In summary, substantial advances in genetic and genomic technologies over the last thirty years have significantly contributed to our understanding of the genetic architecture of AD (Figure 1). Several genes including APP, PSEN1, PSEN2, and APOE have been shown to exhibit relatively large effects on disease susceptibility, with the remaining implicated loci having a much smaller individual impact on AD risk. It is only in recent decades that the technologies to 1) identify, and 2) effectively link these genetic variants to their downstream biological impact have become available. Specifically, advances in broad -omics technologies now enable genome-wide sampling across thousands of individuals with differing genetic backgrounds, providing unprecedented insight into how genetic variation leads to changes not only in RNA and protein expression, but also epigenetic signatures, chromatin accessibility, and long-range 3D genomic interactions.
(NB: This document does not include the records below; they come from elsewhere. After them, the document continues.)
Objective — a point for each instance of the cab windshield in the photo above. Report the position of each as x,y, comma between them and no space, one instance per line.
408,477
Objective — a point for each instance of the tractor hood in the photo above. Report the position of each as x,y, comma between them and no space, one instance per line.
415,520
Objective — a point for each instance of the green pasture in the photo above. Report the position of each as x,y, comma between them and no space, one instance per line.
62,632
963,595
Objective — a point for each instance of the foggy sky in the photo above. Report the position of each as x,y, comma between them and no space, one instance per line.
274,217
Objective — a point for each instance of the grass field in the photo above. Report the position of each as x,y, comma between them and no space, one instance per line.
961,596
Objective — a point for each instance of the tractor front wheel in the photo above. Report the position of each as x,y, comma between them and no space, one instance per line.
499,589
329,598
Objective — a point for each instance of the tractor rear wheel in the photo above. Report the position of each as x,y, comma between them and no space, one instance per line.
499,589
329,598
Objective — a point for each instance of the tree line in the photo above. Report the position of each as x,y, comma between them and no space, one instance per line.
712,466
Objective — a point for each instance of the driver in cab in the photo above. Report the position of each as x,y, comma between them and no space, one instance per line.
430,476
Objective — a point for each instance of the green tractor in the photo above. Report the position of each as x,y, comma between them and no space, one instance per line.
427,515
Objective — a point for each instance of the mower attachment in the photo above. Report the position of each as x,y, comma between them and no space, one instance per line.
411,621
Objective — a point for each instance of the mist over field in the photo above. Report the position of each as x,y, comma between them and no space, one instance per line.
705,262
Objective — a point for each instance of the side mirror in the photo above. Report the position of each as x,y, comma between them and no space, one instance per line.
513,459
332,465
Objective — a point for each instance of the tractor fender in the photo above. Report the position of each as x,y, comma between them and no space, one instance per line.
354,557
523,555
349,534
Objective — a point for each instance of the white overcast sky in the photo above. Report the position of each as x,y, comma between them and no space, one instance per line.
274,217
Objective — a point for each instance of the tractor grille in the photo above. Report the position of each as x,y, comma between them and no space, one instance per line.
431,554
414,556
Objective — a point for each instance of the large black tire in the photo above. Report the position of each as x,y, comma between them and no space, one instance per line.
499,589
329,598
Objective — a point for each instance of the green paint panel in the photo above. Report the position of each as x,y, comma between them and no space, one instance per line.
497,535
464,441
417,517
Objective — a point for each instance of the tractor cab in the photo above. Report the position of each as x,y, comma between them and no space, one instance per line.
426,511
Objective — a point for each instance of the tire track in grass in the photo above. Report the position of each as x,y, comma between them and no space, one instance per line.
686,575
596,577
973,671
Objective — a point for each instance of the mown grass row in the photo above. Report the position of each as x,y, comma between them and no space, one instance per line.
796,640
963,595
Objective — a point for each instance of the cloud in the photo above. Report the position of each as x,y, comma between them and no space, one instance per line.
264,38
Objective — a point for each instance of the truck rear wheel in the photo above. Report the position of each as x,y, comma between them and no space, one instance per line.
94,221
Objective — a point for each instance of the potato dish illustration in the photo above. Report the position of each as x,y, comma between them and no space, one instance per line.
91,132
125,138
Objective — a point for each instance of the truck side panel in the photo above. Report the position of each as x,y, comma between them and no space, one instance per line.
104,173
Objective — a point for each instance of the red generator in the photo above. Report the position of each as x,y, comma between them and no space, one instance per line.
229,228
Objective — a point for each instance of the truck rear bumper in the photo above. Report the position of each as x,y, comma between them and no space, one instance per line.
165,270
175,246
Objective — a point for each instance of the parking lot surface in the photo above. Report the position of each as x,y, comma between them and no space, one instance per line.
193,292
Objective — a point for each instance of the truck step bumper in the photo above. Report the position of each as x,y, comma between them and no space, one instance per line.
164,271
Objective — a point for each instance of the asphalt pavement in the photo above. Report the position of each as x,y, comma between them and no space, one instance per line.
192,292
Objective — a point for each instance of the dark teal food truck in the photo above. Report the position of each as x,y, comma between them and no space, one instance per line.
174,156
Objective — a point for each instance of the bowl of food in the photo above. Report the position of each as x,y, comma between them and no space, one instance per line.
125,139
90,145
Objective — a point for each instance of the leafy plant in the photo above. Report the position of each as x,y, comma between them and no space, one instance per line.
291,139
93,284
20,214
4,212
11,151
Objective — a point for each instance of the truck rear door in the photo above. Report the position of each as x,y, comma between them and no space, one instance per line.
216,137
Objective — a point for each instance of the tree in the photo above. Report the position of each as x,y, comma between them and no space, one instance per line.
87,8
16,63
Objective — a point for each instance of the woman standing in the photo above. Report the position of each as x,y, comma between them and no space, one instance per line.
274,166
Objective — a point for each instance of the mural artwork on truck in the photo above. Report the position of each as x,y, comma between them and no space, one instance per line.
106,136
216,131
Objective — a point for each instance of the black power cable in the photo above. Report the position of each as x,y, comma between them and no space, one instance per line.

Integrative approaches are emerging as highly effective for identifying the specific target genes through which AD risk variants act. Indeed, we now understand that common genetic variants impacting AD are not randomly distributed across the genome. Instead, these variants seem to be enriched for localization to regulatory elements active largely in human monocytes, macrophages, and microglia.

In addition, advances in genome editing technologies and model organism development will greatly facilitate the understanding of the functional genetic architecture of AD. As there is currently no cure for AD, together these advances represent a significant and exciting opportunity to explore the therapeutic utility of identified candidate genes and pathways. A better understanding of the genetic architecture of a complex disease such as AD is likely to provide several important benefits to patients and their families as well as clinicians and researchers. First, identifying and understanding the biological function of AD-associated variants (i.e the functional genetic architecture) is likely to provide insight into potential therapeutic targets. Second, genetic variants associated with disease can be used to identify at-risk populations that may benefit most from early interventions or specific therapies. When combined with imaging and/or CSF biomarkers, genetic variants may provide an important tool by which to better understand a given patient’s risk or disease status. Indeed, nearly all clinical trials include stratification by APOEε4, an acknowledgement of the importance of this risk factor. As an alternative to focusing on one or even a few genetic variants, a better understanding of the genetic architecture of AD will also enhance our ability to calculate PRS that broadly encompass genetic risk. At the present time PRS only provide a modest advantage over APOE genotype alone, but improved PRS in combination with profiling of non-genetic risk factors such as various lifestyle factors may further improve our ability to stratify patients based on risk. With this information, we may be able to provide individualized recommendations, including both pharmacological and non-pharmacological approaches (e.g. improved diet and exercise), to those most at risk. Finally, additional characterization of how the architecture of disease differs across ethnicities, sexes, and disease subtypes will provide important insight into the specific populations in which each identified therapeutic may be most effective, a consideration which will likely prove critical in the coming years.